Triplestore
A triplestore or RDF store is a purpose-built database for the storage and retrieval of triples[1] through semantic queries. A triple is a data entity composed of subject-predicate-object, like "Bob is 35" or "Bob knows Fred".
Much like a relational database, one stores information in a triplestore and retrieves it via a query language. Unlike a relational database, a triplestore is optimized for the storage and retrieval of triples. In addition to queries, triples can usually be imported/exported using Resource Description Framework (RDF) and other formats.
Implementations
Some triplestores have been built as database engines from scratch, while others have been built on top of existing commercial relational database engines (e.g., SQL-based),[2] or NoSQL document-oriented database engines.[3][4] Like the early development of online analytical processing (OLAP) databases, this intermediate approach allowed large and powerful database engines to be constructed for little programming effort in the initial phases of triplestore development. Long-term though it seems likely that native triplestores will have the advantage for performance. A difficulty with implementing triplestores over SQL is that although triples may thus be stored, implementing efficient querying of a graph-based RDF model (e.g., mapping from SPARQL) onto SQL queries is difficult.[5]
Related database types
Adding a name to the triple makes a "quad store" or named graph.
A graph database has a more generalized structure than a triplestore, using graph structures with nodes, edges, and properties to represent and store data. Graph databases provide index-free adjacency, meaning every element contains a direct pointer to its adjacent elements, and no index lookups are necessary. General graph databases that can store any graph are distinct from specialized graph databases such as triplestores and network databases.
See also
- Dataspaces - notes that fact-based, subject-predicate-object triples (data entities) rely on existing matching and mapping generation techniques. The triple data structure allows a pay-as-you-go approach to data integration which effectively postpones the labor-intensive aspects of integration to the very end, just before the integrated data is absolutely needed.
- Entity–relationship model - covers entities (things) and the relationships that can exist among them.
- ISO/IEC 19788 - Metadata for learning resources (MLR).
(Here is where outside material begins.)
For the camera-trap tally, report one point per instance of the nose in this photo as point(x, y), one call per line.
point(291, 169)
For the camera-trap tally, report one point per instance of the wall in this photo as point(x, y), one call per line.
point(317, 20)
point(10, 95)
In a MLR triple, the subject is always the literal of an identifier of the learning resource, such as a URI or ISBN. The predicate is also a literal, the MLR data element specification identifier. Finally, the object can be a literal or a resource class (a set of accepted values, such as a list of terms identifiers from a controlled vocabulary list).
- Metaweb's Graphd tuple store (owned by Google) used in Freebase and Knowledge Graph
- Metadata - syntax section - subject-predicate-object triple a/k/a class-attribute-value triple. The first two elements of the triple (class, attribute) are pieces of some structural metadata having a defined semantic. The third element is a value, preferably from some controlled vocabulary, some reference (master) data. The combination of the metadata and master data elements results in a statement which is a metacontent statement i.e. "metacontent = metadata + master data". All these elements can be thought of as vocabulary. Both metadata and master data are vocabularies which can be assembled into metacontent statements. There are many sources of these vocabularies, both meta and master data: UML, EDIFACT, XSD, Dewey/UDC/LoC, SKOS, ISO-25964, Pantone, Linnaean Binomial Nomenclature, etc. Using controlled vocabularies for the components of metacontent statements, whether for indexing or finding, is endorsed by ISO-25964: If both the indexer and the searcher are guided to choose the same term for the same concept, then relevant documents will be retrieved.
- Outline of databases
- Semantic data model - covers semantic information, symbols (instance data), meaning from instances, facts as binary relations between data elements. Object-RelationType-Object'
- RDFLib - a Python library for working with RDF including both in-memory and persistent Graph backends. Supports subject-predicate-object triple pattern matching.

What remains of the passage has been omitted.